Simply appearing in the files does not, by itself, prove that Mottola or Stern or anyone else committed crimes, and nothing in the EMI threads shows a deal actually happening. What those threads do show, though, is the casual way business, politics, and sexual access get braided together. A record label is not just masters and market share; in this world, it’s also the afterparties, the castings, the fashion tie‑ins, the ability to route young women through spaces that are structurally designed to protect powerful men from scrutiny. That logic is the same logic underpinning the (ultimately unrealized) discussions in the files about acquiring model agencies and fashion‑related companies, which French prosecutors have said they suspected were used by Epstein associate Jean‑Luc Brunel to house and transport girls. It’s all the same posture: business opportunities as Trojan horses for access, industries full of young women as perks bundled into the deal.

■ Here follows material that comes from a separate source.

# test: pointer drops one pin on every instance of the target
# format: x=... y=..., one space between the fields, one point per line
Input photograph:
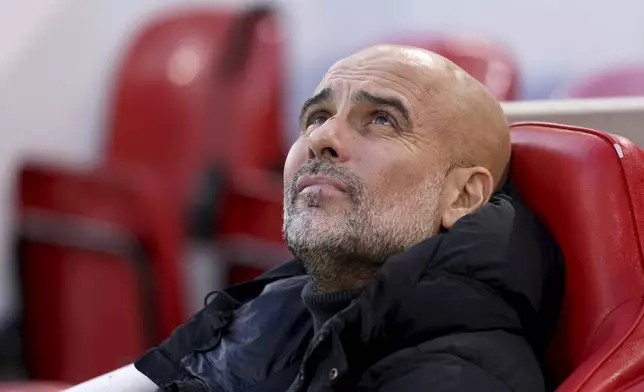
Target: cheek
x=297 y=155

The concern, then, is not that Epstein got his hands on EMI; obviously, he didn’t. The concern is that the mindset on display in those emails is still considered normal in rooms we never get to see, and that the only reason we know about this one is because the DOJ hit upload on 1.4 million messages tied to a man who finally became too notorious to protect. The artists playing the venues, signing the deals, and smiling through the label dinners are not the ones trading “P factor” ratings over email. But they are, of course, the ones who suffer for it.